В один момент показалось, что все это отступило, но вот что-то с животом продолжало происходить. Опустив взгляд вниз, мои глаза, кажется, округлились до невероятных размеров. Вместо прежней картины, хоть немного привычной моему глазу, была круглая, как большой надувной мяч, 36 неделя, не меньше. Кожа медленно выпячивалась то с одной, то с другой стороны, изменяя форме идеального шара. Вроде бы, привыкнуть к нему у меня получалось, но внутри ощущения были все ещё специфичными. Будто урчание, бурление и спазм одновременно одолели мышцами и перемещаются из одного края в другой.
Потом какой-то маленький мальчик, в белой рубашке, чёрной бабочке и брючках на складчатых подтяжках, растопырка ручки в разные стороны и улыбаясь во все три передние зубы, бежит мне навстречу. Красивый - это было даже не описать какой. Глазки светлые, голубые-голубые, а над ними ресницы смоляные, бровки домиком темные, почти чёрные.

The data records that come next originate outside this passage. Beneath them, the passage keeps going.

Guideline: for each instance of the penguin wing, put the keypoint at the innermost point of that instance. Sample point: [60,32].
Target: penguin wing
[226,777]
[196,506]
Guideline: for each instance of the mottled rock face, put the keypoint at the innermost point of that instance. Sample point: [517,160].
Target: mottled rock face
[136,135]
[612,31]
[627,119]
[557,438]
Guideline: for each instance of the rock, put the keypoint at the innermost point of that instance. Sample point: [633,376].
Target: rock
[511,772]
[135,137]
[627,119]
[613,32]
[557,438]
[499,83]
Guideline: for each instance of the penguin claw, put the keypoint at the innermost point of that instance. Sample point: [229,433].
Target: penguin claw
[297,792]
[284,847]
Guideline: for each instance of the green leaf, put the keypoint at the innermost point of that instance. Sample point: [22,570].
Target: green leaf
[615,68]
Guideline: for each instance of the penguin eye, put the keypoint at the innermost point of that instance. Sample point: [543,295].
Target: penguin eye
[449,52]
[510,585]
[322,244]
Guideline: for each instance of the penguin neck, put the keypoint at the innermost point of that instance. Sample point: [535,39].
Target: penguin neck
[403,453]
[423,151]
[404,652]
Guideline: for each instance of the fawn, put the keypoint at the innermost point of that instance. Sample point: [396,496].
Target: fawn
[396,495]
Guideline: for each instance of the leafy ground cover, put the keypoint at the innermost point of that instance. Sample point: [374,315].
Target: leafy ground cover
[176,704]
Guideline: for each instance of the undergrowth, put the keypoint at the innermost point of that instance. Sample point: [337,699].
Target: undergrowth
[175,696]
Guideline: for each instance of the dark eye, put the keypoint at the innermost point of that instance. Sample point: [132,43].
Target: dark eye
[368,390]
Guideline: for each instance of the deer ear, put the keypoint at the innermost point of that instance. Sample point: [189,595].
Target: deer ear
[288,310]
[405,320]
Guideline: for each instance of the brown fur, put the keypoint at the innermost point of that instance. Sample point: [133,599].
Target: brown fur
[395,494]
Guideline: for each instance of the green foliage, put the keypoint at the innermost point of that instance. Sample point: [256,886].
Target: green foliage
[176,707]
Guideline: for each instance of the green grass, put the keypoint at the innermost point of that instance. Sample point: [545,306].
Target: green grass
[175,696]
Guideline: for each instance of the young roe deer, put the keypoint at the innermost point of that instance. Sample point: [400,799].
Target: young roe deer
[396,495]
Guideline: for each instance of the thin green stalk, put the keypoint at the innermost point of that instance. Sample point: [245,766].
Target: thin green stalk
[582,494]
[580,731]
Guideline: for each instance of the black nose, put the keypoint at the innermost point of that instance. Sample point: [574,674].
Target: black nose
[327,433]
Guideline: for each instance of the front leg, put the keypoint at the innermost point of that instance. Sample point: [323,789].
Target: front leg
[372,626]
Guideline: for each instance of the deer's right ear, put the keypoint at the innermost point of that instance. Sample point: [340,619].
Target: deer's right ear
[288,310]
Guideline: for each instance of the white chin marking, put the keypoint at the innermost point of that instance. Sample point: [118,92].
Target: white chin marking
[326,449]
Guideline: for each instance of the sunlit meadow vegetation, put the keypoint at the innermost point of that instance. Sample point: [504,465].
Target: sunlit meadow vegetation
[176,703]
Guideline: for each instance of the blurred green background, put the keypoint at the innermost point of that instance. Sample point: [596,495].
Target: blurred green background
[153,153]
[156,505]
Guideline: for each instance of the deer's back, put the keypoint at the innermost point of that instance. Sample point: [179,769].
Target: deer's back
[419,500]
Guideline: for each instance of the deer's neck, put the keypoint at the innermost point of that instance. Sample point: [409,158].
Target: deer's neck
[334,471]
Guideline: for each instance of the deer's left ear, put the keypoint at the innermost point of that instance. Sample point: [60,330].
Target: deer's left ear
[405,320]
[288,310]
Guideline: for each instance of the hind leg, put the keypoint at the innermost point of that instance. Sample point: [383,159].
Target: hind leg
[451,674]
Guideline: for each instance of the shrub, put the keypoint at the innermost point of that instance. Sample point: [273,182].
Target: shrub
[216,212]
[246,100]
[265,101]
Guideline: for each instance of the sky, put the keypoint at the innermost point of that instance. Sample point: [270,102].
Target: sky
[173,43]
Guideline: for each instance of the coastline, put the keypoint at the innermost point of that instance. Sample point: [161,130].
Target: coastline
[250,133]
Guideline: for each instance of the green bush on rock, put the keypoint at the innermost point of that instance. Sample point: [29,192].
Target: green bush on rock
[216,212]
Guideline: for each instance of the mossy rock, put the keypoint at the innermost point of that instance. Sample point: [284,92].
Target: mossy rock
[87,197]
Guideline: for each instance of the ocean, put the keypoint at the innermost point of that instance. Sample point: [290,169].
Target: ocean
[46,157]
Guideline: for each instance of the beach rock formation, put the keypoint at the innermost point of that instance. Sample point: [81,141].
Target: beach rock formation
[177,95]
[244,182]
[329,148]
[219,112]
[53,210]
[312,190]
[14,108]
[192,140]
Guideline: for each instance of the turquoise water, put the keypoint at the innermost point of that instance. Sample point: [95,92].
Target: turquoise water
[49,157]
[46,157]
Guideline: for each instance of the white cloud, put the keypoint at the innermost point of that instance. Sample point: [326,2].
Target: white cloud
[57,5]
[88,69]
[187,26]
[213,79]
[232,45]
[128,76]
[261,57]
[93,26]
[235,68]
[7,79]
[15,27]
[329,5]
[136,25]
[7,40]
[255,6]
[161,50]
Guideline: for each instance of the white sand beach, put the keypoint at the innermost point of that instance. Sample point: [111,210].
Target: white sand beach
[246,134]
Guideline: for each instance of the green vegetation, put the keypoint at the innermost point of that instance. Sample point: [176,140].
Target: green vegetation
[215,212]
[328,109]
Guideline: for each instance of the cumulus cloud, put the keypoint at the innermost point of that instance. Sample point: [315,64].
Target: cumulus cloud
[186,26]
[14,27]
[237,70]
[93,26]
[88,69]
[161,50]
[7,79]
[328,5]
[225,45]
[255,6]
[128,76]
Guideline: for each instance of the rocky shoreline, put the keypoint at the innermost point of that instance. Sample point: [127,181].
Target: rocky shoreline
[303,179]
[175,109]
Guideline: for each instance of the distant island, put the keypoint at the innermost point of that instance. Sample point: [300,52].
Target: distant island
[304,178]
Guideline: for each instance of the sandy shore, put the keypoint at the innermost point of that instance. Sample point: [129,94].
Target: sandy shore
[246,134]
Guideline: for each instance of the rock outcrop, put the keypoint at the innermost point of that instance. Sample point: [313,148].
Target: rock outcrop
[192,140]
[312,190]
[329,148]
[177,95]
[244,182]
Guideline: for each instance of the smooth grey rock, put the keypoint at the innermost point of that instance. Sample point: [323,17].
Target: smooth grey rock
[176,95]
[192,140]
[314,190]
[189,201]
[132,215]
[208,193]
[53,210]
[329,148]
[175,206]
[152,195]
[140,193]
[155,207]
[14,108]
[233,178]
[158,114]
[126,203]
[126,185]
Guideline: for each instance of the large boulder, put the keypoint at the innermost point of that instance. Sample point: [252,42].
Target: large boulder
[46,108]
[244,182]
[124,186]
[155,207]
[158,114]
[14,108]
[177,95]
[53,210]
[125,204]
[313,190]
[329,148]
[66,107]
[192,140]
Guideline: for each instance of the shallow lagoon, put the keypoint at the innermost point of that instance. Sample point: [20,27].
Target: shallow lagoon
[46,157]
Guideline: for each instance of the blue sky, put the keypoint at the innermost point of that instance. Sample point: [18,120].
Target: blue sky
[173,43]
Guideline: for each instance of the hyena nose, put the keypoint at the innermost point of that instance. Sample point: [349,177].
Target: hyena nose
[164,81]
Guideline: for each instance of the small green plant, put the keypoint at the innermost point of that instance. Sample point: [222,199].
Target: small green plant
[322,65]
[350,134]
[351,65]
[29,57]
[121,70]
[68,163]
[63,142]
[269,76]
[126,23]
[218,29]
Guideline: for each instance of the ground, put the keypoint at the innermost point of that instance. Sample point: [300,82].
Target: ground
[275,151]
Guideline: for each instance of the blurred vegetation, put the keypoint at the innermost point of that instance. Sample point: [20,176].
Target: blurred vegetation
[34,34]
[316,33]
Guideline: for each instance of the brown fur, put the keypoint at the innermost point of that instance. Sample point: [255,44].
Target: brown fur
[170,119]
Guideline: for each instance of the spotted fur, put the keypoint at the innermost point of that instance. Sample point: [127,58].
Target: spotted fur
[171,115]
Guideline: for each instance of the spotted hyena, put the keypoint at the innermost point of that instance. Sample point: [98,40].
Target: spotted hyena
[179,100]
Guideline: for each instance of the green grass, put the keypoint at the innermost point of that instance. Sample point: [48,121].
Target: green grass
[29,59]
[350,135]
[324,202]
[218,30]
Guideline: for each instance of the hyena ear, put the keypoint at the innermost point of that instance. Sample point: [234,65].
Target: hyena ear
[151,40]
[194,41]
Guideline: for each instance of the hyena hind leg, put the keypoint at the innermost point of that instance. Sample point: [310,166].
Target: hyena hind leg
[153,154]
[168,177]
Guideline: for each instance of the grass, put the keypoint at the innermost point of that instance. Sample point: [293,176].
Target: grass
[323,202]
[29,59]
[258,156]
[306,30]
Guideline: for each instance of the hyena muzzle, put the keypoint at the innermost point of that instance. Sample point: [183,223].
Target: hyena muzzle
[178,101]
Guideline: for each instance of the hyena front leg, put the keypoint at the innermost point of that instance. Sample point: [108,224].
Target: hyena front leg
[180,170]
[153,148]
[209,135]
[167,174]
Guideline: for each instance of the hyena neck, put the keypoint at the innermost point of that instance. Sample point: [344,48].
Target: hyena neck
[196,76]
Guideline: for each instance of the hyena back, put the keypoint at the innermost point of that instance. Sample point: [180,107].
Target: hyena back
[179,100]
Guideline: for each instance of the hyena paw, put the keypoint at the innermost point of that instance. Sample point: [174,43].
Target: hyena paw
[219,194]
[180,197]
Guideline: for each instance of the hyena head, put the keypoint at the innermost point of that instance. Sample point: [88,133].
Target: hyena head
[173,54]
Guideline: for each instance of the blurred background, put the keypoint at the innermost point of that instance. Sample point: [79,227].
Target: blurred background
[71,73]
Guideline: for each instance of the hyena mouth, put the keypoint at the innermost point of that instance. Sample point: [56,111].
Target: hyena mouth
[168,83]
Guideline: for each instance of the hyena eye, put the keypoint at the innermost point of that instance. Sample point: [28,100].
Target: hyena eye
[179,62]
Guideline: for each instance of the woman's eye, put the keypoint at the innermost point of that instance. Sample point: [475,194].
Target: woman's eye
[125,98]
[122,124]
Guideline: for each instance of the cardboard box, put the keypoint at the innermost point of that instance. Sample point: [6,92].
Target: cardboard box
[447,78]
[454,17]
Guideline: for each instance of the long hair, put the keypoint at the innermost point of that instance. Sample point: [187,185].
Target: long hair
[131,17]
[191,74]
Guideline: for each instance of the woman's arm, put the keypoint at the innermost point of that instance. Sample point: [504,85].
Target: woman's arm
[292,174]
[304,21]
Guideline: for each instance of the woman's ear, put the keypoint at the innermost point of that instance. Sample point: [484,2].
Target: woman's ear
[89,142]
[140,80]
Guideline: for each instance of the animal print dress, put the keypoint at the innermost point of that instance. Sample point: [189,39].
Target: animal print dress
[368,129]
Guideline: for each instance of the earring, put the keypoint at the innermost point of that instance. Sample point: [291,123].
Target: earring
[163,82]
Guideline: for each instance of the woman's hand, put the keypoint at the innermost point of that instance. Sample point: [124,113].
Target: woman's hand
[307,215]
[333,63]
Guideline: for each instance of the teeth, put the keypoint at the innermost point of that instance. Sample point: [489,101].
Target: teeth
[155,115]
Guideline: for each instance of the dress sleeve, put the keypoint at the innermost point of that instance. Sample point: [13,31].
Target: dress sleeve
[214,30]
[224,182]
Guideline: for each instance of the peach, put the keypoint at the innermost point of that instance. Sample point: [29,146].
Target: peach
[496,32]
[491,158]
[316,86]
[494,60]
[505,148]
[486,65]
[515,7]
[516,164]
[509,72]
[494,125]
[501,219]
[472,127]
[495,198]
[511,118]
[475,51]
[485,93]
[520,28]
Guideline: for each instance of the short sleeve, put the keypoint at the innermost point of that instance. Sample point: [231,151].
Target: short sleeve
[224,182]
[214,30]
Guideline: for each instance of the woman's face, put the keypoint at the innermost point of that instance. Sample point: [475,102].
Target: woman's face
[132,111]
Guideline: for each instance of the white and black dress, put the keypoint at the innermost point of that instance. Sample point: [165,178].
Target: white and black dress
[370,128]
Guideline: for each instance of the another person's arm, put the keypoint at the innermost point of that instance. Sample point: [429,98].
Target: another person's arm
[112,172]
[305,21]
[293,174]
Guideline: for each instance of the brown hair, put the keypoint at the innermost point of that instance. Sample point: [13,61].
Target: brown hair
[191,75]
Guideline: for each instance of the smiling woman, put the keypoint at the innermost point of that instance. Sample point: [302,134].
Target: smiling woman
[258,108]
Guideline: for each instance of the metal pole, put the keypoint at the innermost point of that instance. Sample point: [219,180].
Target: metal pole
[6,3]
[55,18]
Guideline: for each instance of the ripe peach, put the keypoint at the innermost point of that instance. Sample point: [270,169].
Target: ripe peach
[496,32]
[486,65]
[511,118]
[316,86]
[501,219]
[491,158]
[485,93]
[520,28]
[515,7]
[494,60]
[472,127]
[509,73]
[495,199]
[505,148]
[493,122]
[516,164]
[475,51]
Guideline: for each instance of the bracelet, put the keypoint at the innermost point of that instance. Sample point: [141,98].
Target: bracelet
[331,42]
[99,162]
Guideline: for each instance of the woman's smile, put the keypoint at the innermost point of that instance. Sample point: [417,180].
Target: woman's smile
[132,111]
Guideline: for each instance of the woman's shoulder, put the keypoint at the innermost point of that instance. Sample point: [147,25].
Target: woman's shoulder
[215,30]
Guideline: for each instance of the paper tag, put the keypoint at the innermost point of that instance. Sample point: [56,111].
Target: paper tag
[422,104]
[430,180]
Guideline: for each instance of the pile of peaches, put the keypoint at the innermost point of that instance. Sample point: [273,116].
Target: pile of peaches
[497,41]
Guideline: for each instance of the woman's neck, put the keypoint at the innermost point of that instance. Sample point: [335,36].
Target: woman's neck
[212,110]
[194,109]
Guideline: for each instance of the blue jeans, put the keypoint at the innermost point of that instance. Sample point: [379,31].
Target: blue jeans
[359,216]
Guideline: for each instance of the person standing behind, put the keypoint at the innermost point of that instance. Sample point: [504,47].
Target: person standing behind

Досмотреть и тут мне не удалось до конца. Крепкие руки дернули меня за талию назад, и уже живот не давит, а приятно печёт. По коже идёт жар. Ноги тянет, руки сводит, а грудь так болит, будто уже не может терпеть. Это снова был он. Господи, мой мозг настолько находится под влиянием его обаяния, что не может сопротивляться даже во сне. Кажется, снова его спальня, деревянное изголовье кровати, мягкие подушки, на которых танцует моя голова, выгибаясь, как на иголках.
Потом было ещё что-то и ещё, но запомнить все было безумно сложно. Незаметно из последней серии своих путешествий сознание перенесло меня обратно, в ту самую ординаторскую, где засыпала я ещё утром. Вокруг не было ни души. Даже тишина стояла невероятная. За окном светились окна соседних многоэтажек, а пунцово-розовое от красного свечения фонарей небо нависло над этим городом так, как мороз томится над горячим окном и Олег нагло дышит в мою шею.
Голова снова болела. Да, в последнее время каждый раз, когда дрожащая рука открывает очередную ампулу налбуфина, появляется мысль, что нужно было лечиться. Три месяца назад, пол года, год… Начинать лечиться сразу. Не надо было запускать все это. Впрочем, а был ли смысл за что-то бороться? Облегчить боль самой себе, занимать место человека, который, может, любит, любим и ещё много в жизни узнает и переживет - жена, чей-то сын, сестра, парень, дочка или папа. Наверняка, тот, кто сейчас там, вместо меня получает все необходимое, надеется и верит, что все будет хорошо, что это можно победить. На душе хотя бы от этого становится легче - понимаешь, что хотя бы здесь не оказался бесполезным.
Бедро от свежего укола неприятно распирало, но боль медленно утихала. Пустой флакон и использованный шприц были убраны в небольшую сумку, заброшенную ещё пару дней назад в мой мой шкафчик. За спиной послышался щелчок ручки и тихий скрип двери. Я тут же обернулась, замечая, как Олег, видимо, полагая, что я все ещё вижу сны, пытается меня не разбудить. На столе в вазе стоял утренний букет, а рядом стояли ещё несколько похожих, но, все равно, не таких.
-Я не сплю,-руки судорожно дернули замок на сумке, а следом и дверца захлопнулась, когда та повисла на моем плече, а в руках был пакет с хирургичкой.
Он, явно, не ожидал этого, но слишком неподдельно улыбнулся, переводя свои щенячьи глаза на меня. На его лбу все ещё виднелся огромный красный шрам, будто тот был совсем свежим. Идиот, нужно повязкой закрывать, чтобы никакая зараза не попала, но это же Брагин, конечно! Он же лучше всех знает…
-Отлично, у меня как раз смена закончилась, домой поедем, - на моей талии оказались его руки, а как губы коснулись виска я даже не заметила.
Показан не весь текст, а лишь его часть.